• 1 Moisés disse aos chefes das tribos de Israel: “É isto que o SENHOR ordena:
  • 2 Quando um homem fizer um voto ao SENHOR ou um juramento que o obrigar a algum compromisso, não poderá quebrar a sua palavra, mas terá que cumprir tudo o que disse.
  • 3 “Quando uma moça que ainda vive na casa de seu pai fizer um voto ao SENHOR ou obrigar-se por um compromisso
  • 4 e seu pai souber do voto ou compromisso, mas nada lhe disser, então todos os votos e cada um dos compromissos pelos quais se obrigou serão válidos.
  • 5 Mas, se o pai a proibir quando souber do voto, nenhum dos votos ou dos compromissos pelos quais se obrigou será válido; o SENHOR a livrará porque o seu pai a proibiu.
  • 6 “Se ela se casar depois de fazer um voto ou depois de seus lábios proferirem uma promessa precipitada pela qual obriga a si mesma
  • 7 e o seu marido o souber, mas nada lhe disser no dia em que ficar sabendo, então os seus votos ou compromissos pelos quais ela se obrigou serão válidos.
  • 8 Mas, se o seu marido a proibir quando o souber, anulará o voto que a obriga ou a promessa precipitada pela qual ela se obrigou, e o SENHOR a livrará.
  • 9 “Qualquer voto ou compromisso assumido por uma viúva ou por uma mulher divorciada será válido.
  • 10 “Se uma mulher que vive com o seu marido fizer um voto ou obrigar-se por juramento a um compromisso
  • 11 e o seu marido o souber, mas nada lhe disser e não a proibir, então todos os votos ou compromissos pelos quais ela se obrigou serão válidos.
  • 12 Mas, se o seu marido os anular quando deles souber, então nenhum dos votos ou compromissos que saíram de seus lábios será válido.

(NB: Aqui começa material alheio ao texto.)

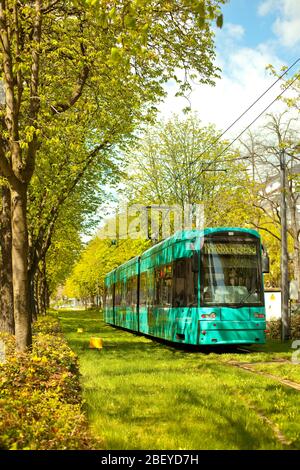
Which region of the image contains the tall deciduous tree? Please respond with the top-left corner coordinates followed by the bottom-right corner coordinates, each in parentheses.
top-left (0, 0), bottom-right (224, 351)
top-left (123, 115), bottom-right (251, 226)
top-left (0, 185), bottom-right (15, 334)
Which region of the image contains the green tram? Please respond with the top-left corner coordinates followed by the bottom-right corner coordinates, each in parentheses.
top-left (104, 228), bottom-right (269, 345)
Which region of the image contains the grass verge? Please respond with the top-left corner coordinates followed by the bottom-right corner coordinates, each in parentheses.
top-left (0, 317), bottom-right (98, 450)
top-left (59, 311), bottom-right (300, 450)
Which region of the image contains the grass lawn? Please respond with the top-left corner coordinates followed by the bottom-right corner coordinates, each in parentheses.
top-left (58, 311), bottom-right (300, 450)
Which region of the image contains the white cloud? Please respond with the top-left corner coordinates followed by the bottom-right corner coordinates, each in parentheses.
top-left (258, 0), bottom-right (300, 47)
top-left (161, 28), bottom-right (284, 138)
top-left (224, 23), bottom-right (245, 39)
top-left (258, 0), bottom-right (281, 16)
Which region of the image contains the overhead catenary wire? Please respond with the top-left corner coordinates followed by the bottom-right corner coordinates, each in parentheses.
top-left (204, 73), bottom-right (300, 171)
top-left (185, 57), bottom-right (300, 170)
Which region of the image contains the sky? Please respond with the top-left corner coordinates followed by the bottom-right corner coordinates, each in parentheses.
top-left (160, 0), bottom-right (300, 138)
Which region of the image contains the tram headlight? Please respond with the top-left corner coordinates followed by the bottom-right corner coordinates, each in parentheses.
top-left (201, 312), bottom-right (217, 320)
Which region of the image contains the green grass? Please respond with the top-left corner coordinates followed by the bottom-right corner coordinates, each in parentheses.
top-left (58, 311), bottom-right (300, 450)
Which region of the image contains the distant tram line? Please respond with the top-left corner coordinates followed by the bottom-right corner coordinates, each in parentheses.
top-left (104, 228), bottom-right (269, 345)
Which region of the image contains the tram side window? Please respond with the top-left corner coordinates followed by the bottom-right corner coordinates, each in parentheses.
top-left (115, 281), bottom-right (121, 307)
top-left (131, 276), bottom-right (137, 306)
top-left (146, 268), bottom-right (155, 307)
top-left (173, 258), bottom-right (198, 307)
top-left (140, 271), bottom-right (147, 305)
top-left (125, 277), bottom-right (132, 306)
top-left (154, 264), bottom-right (173, 307)
top-left (120, 279), bottom-right (126, 307)
top-left (103, 286), bottom-right (111, 308)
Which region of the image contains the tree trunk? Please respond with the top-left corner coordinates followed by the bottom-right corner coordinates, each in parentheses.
top-left (0, 186), bottom-right (15, 335)
top-left (11, 184), bottom-right (32, 352)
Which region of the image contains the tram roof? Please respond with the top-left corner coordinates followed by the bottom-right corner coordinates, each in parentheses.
top-left (106, 227), bottom-right (260, 277)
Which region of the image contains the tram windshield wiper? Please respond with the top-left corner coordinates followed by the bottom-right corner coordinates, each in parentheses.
top-left (239, 287), bottom-right (257, 305)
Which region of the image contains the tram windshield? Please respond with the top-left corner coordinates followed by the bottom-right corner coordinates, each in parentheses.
top-left (200, 237), bottom-right (263, 306)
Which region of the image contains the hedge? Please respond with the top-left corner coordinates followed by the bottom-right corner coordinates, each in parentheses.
top-left (0, 317), bottom-right (100, 450)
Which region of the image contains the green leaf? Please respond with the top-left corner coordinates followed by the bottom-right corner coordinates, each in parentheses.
top-left (217, 14), bottom-right (223, 28)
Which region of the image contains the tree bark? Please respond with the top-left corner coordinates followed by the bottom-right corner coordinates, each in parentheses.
top-left (0, 186), bottom-right (15, 335)
top-left (11, 184), bottom-right (32, 352)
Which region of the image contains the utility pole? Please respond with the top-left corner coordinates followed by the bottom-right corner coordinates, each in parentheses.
top-left (280, 149), bottom-right (290, 341)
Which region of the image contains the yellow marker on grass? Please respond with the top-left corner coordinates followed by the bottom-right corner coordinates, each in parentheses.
top-left (90, 338), bottom-right (103, 349)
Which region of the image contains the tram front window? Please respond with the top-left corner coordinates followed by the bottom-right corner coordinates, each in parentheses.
top-left (200, 239), bottom-right (263, 306)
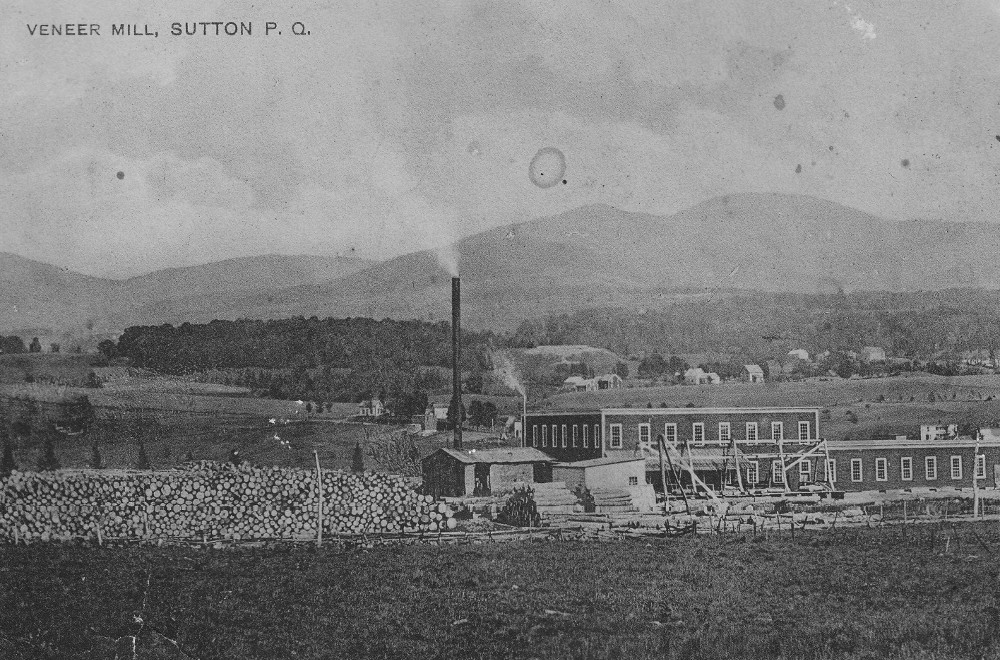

Seu marido os anulou, e o SENHOR a livrará.
  • 13 O marido poderá confirmar ou anular qualquer voto ou qualquer compromisso que a obrigue a humilhar-se.
  • 14 Mas, se o marido nada lhe disser a respeito disso até o dia seguinte, com isso confirma todos os seus votos ou compromissos pelos quais se obrigou. Ele os confirma por nada lhe dizer quando os ouviu.
  • 15 Se, contudo, ele os anular algum tempo depois de ouvi-los, ele sofrerá as consequências de sua iniquidade”.
  • 16 São essas as ordenanças que o SENHOR deu a Moisés a respeito do relacionamento entre um homem e sua mulher, e entre um pai e sua filha moça que ainda vive na casa do pai.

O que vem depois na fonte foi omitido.